Tomorrow marks two months since I unceremoniously yeeted off my horse and wrecked my knee. I’ve been in weekly PT since it happened and up and mobile by day 5 or 6. Surgery is scheduled for Friday, March 11th, so knowing I’ll be out for a few months minimum, my PT actually let me get on this past weekend and hack around as long as I didn’t do anything “stupid”.
Luckily Archie has been in close to full work with two friends since I got hurt and will continue to through the spring and summer. One of my best friends Paige ended up filling in for me at WEC last month so we still got to go and Archie was fabulous with her.
We hauled out Wednesday and eventually made it, despite having our truck literally DIE on the side of the road at one point. That was… not fun. Thank God we have great ponies who hung out on the side of a highway in 30 degree weather and just grazed without a care in the world. We finally made it that evening and got everyone settled in before passing out late.
Thursday, she showed her mare in a schooling round, then had Archie in the 0.80 and 0.70m schooling rounds. In ‘things that don’t make sense’, the .80s went first, so Archie’s first round was the bigger of his two. He’d shown inside before, although never with me, but never at that height. They had a great round until the very last fence where he just didn’t quite focus and it snuck up on him, causing a stop. They jumped it nicely the second time and I was super happy with him no matter. His 0.70 class went a little while later and now he thought he knew exactly what was going on and jumped everything like it was 6″ bigger and easily. Show off. It was a great first day and I was thrilled with the great experience he got in a busy new environment.
Friday they moved to the bigger arena this day and I was a little nervous how he’d do in the much busier setting with lots of fill and decor. His first round, he had a stop at 2 where I think he just got a little overwhelmed and pulled the back rail the second time, then jumped around really nicely until the last combination. It was a one stride, away from home, right along the rail with a vertical to an oxer and he jumped in to a slightly long distance and backed off and they had a second stop. I wasn’t (and still am not!) upset by it at all – this was still completely new to him and on top of that, Paige had jumped him once before showing him.
Later that day, they had their first division round in the Intermediate Child/Adult Jumpers. She really rode the hell out of him here and gave him lots of time to see things. Three to four was a really tight rollback on the right lead (his weaker side) and he didn’t get his eye on it early enough and they had the rail, but otherwise jumped a lovely forward round.
Even with the rail and a (planned) slow round, the round was enough for 7th out of a class of 20+. I was giddy – to come home with any satin at all was more than I could have expected.
Saturday’s round was definitely the biggest course he’d ever jumped to date, but he’d already proved scope was not going to be an issue. I told Paige to take the longest, widest turns to let him see stuff and just keep him moving and they’d be fine. Sure enough, he turned on his afterburners and jumped the hell out of everything. They had a perfect double clear round until the he got a little deep to the last fence and had the smallest tap on the front rail that came down. Honestly, I could not have cared any less. The round was absolutely everything I wanted from this horse, he was confident and you could tell having a blast out there.
The classic was Sunday and we debated if we even wanted to take him in it or just end on a great note from the day before, but ultimately opted to go ahead and show. Archie left no doubt in anyone’s mind if he understood the assignment by now, because Paige had essentially no brakes, whoops. He was straight up taking her on a one way trip to every single fence and Archie was sure she was there just to be a passenger. Um, okay dude. No lack of confidence here. He jumped into the line from 6 to 7 long and they cut the turn after 7 a little tight, causing him to bring a hind foot down on the vertical, but even with the single rail they ended up with a 10th out of 21.

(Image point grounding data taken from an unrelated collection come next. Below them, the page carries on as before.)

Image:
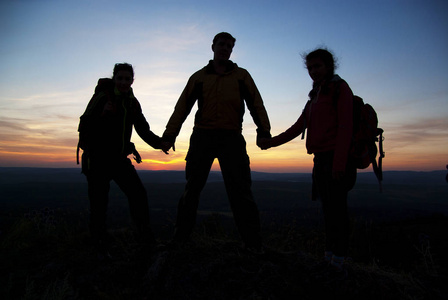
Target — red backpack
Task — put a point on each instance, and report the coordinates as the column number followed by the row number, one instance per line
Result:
column 366, row 134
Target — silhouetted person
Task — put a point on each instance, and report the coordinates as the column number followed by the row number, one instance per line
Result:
column 328, row 118
column 221, row 90
column 105, row 131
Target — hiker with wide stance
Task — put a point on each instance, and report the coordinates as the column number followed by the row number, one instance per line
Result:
column 222, row 90
column 105, row 131
column 328, row 118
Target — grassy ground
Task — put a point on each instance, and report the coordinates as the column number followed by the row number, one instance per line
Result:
column 48, row 255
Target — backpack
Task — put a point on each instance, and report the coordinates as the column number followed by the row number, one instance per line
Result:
column 366, row 134
column 105, row 85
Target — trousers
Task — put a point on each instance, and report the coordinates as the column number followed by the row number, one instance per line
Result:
column 99, row 175
column 333, row 195
column 229, row 147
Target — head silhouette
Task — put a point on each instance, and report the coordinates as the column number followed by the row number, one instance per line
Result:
column 123, row 77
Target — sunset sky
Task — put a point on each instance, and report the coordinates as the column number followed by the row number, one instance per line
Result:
column 392, row 53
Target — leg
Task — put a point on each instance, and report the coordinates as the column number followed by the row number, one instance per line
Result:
column 235, row 167
column 129, row 182
column 197, row 169
column 98, row 191
column 333, row 195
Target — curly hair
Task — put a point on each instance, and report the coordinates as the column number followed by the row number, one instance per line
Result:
column 123, row 67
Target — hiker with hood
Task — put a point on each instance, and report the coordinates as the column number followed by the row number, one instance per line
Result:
column 328, row 118
column 105, row 131
column 222, row 90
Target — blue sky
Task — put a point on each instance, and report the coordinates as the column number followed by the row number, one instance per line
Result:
column 392, row 53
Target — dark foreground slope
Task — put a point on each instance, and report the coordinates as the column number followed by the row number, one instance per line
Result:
column 398, row 247
column 56, row 261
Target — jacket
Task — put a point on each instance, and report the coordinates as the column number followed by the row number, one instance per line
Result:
column 105, row 128
column 221, row 101
column 328, row 118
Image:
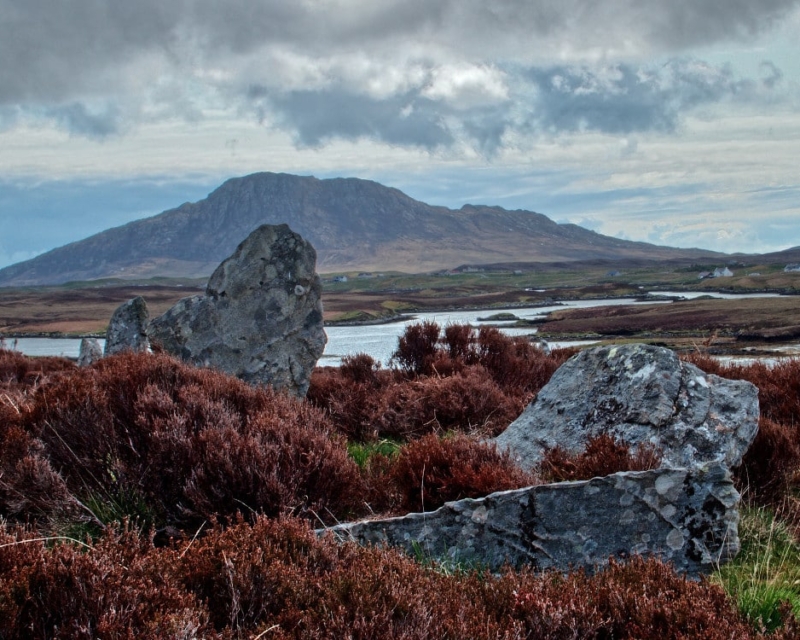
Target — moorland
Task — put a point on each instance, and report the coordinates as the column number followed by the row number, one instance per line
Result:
column 145, row 498
column 734, row 327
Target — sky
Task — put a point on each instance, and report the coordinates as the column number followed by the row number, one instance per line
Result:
column 674, row 122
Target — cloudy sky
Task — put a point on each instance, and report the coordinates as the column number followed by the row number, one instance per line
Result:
column 675, row 122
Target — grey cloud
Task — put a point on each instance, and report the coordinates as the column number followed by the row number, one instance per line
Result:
column 624, row 99
column 80, row 120
column 771, row 75
column 619, row 99
column 54, row 51
column 318, row 116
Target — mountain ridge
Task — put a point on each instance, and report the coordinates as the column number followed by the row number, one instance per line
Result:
column 354, row 224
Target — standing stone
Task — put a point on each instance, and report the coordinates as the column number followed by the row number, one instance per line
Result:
column 638, row 394
column 686, row 517
column 89, row 352
column 260, row 318
column 127, row 330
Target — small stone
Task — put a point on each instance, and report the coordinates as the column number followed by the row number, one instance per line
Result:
column 127, row 329
column 89, row 352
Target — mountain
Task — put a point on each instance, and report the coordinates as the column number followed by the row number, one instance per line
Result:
column 355, row 225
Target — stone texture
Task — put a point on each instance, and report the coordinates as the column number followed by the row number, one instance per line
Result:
column 89, row 352
column 687, row 517
column 637, row 394
column 127, row 330
column 260, row 317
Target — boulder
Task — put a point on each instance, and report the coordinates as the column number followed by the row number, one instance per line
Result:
column 687, row 517
column 638, row 394
column 260, row 318
column 127, row 329
column 89, row 352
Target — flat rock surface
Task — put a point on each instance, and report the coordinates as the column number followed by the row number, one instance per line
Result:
column 687, row 517
column 638, row 394
column 260, row 317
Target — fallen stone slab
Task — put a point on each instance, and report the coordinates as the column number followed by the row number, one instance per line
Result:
column 260, row 318
column 127, row 329
column 687, row 517
column 640, row 395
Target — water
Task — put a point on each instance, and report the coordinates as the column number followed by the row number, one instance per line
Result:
column 67, row 347
column 691, row 295
column 379, row 341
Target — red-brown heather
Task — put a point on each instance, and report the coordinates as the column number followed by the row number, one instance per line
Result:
column 275, row 577
column 196, row 496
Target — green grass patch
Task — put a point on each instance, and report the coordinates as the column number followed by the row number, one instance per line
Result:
column 765, row 577
column 362, row 453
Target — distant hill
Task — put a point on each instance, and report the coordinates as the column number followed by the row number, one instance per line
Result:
column 355, row 225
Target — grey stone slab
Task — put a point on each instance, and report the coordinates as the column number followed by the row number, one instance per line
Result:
column 687, row 517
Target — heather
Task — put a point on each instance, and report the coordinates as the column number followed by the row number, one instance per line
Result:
column 145, row 498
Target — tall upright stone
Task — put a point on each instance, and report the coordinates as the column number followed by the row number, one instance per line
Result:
column 127, row 329
column 260, row 318
column 89, row 352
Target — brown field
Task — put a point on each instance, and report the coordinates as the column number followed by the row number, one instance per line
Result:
column 752, row 322
column 732, row 325
column 75, row 311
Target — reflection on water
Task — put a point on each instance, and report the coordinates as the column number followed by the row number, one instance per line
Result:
column 379, row 341
column 67, row 347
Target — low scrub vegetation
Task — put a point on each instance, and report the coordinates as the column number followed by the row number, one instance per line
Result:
column 144, row 498
column 274, row 578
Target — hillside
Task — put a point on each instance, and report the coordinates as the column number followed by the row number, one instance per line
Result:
column 355, row 225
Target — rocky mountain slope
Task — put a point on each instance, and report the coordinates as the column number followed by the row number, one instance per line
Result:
column 353, row 224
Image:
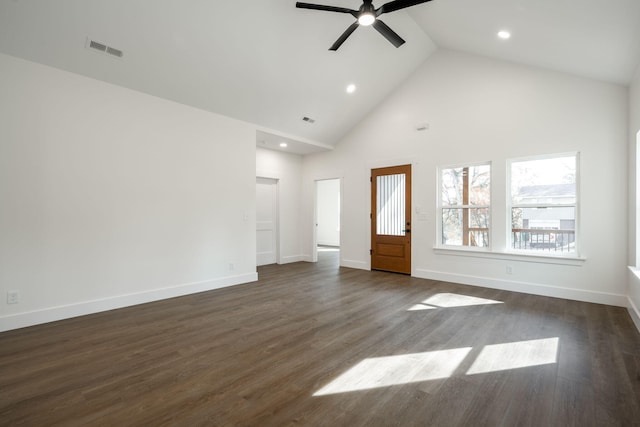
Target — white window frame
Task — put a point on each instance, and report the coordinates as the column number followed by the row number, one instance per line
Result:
column 442, row 206
column 510, row 205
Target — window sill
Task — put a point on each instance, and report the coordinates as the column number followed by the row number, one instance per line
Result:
column 512, row 256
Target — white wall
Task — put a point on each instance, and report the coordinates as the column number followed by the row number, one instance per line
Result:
column 328, row 212
column 484, row 110
column 287, row 169
column 110, row 197
column 634, row 135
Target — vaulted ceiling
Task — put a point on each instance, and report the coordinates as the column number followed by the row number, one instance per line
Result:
column 268, row 63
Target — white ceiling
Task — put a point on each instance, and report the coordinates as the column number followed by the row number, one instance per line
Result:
column 266, row 62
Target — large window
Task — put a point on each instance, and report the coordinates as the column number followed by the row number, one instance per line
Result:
column 543, row 204
column 465, row 199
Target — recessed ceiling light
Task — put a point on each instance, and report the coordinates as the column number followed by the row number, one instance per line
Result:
column 366, row 19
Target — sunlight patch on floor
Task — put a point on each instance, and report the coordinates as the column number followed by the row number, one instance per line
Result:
column 521, row 354
column 393, row 370
column 448, row 300
column 401, row 369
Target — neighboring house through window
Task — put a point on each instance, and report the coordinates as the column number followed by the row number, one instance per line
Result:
column 544, row 201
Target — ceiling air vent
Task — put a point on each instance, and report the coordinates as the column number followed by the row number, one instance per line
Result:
column 103, row 48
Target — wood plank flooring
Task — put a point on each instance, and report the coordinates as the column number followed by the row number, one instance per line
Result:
column 255, row 355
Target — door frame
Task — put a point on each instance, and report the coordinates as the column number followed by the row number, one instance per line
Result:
column 314, row 239
column 277, row 215
column 408, row 221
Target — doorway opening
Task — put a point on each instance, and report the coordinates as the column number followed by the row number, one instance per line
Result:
column 267, row 237
column 327, row 224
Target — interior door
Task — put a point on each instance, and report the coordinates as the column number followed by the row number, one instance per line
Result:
column 391, row 219
column 266, row 221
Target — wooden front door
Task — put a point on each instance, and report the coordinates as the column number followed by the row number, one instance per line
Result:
column 391, row 219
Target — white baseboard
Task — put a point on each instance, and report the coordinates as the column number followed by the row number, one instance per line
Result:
column 527, row 287
column 634, row 313
column 293, row 258
column 22, row 320
column 360, row 265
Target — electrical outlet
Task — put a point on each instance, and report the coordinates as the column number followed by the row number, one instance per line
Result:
column 13, row 297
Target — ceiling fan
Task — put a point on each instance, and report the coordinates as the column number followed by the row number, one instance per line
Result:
column 367, row 15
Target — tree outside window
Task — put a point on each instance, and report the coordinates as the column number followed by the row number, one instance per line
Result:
column 465, row 200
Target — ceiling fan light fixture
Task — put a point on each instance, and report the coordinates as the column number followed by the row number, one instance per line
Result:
column 366, row 19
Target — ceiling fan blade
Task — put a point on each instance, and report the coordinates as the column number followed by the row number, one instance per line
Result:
column 301, row 5
column 397, row 5
column 344, row 36
column 388, row 33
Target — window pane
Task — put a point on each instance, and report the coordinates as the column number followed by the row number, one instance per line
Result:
column 544, row 229
column 479, row 185
column 544, row 182
column 466, row 186
column 390, row 212
column 454, row 231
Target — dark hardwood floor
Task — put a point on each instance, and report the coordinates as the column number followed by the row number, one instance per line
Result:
column 314, row 344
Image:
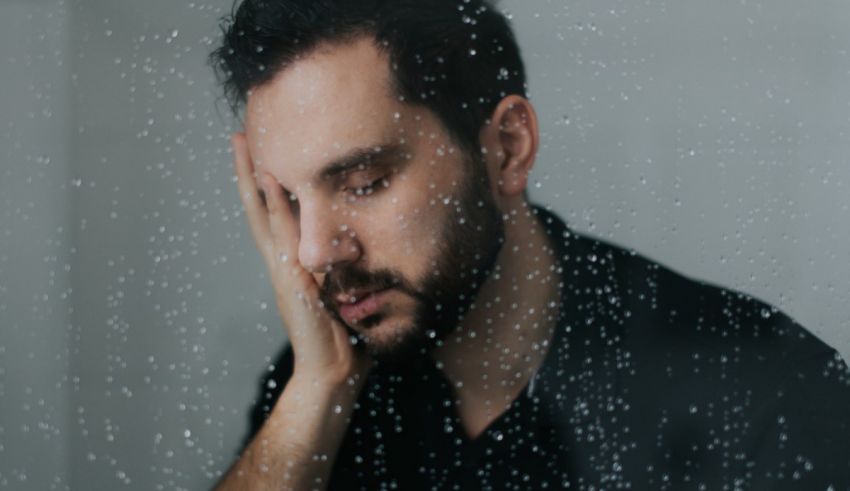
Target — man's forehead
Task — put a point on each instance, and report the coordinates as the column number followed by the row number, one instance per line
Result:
column 324, row 104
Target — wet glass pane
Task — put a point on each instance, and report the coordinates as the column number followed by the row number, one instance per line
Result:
column 615, row 259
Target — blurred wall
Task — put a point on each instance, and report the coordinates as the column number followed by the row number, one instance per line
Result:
column 135, row 311
column 35, row 249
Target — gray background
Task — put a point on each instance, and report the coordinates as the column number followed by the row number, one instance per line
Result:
column 135, row 313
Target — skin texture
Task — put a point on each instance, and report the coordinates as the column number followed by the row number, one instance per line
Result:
column 425, row 221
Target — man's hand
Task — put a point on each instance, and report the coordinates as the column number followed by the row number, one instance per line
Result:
column 297, row 445
column 320, row 343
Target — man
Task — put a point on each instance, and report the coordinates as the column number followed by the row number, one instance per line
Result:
column 445, row 334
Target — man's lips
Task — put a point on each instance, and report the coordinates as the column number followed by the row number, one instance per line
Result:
column 365, row 303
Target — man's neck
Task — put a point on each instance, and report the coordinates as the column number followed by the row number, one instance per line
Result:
column 505, row 335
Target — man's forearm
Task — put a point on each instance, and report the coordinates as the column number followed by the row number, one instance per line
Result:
column 297, row 445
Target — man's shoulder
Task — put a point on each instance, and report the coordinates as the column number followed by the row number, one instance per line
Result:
column 655, row 308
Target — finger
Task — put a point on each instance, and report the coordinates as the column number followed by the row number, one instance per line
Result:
column 283, row 229
column 255, row 210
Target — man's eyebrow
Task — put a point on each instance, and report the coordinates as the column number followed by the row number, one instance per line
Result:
column 360, row 158
column 353, row 160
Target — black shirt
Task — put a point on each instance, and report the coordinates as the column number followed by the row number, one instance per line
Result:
column 652, row 381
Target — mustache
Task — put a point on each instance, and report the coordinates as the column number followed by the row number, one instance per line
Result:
column 352, row 278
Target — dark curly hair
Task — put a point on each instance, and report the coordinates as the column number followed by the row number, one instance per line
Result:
column 458, row 58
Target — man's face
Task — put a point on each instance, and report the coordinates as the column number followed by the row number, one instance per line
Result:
column 384, row 200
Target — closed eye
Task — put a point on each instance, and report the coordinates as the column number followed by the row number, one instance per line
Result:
column 369, row 189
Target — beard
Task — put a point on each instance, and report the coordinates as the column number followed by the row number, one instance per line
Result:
column 470, row 240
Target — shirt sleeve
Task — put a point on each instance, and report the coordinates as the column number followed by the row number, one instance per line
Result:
column 272, row 383
column 801, row 438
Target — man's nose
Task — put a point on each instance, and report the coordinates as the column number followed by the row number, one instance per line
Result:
column 326, row 240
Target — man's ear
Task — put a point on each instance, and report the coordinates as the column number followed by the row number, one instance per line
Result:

A rail, a stop, whatever – none of it bothered me at ALL. The entire point of going was to get good confident miles at a new height for Archie and holy cow was that successful. For a horse who hadn’t shown indoors in over 2 years, never shown in the jumpers and never shown anywhere close to that height, I was (and am) absolutely thrilled with him.
Not to mention, he showed us the height was downright boring for him. Paige said it was apparent how much fun he was having once it clicked and he could have gone around four more times. WEC is no small atmosphere and he handled it all like an old pro, demonstrating why I absolutely adore this horse’s brain.
Since then, he’s done a clinic with Sharon White, given me a handful of pony rides and tolerated a spa day from me last weekend.
I’m so excited to see what they do this summer while I’m off, although I’m still super sad to not be riding and showing myself. At this point, I’m ready for surgery to be done so I can get to rehabbing and get back to riding.
I’m so SO sad this happened to you. I hope surgery goes smoothly and they can get you back in the tack sooner than anticipated!
All that said, I’m so happy you have a talented friend to take the reins for you! Sounds like so much fun! Congrats on having a scopey little sports car hony!
Hope surgery goes well. Archie looks great!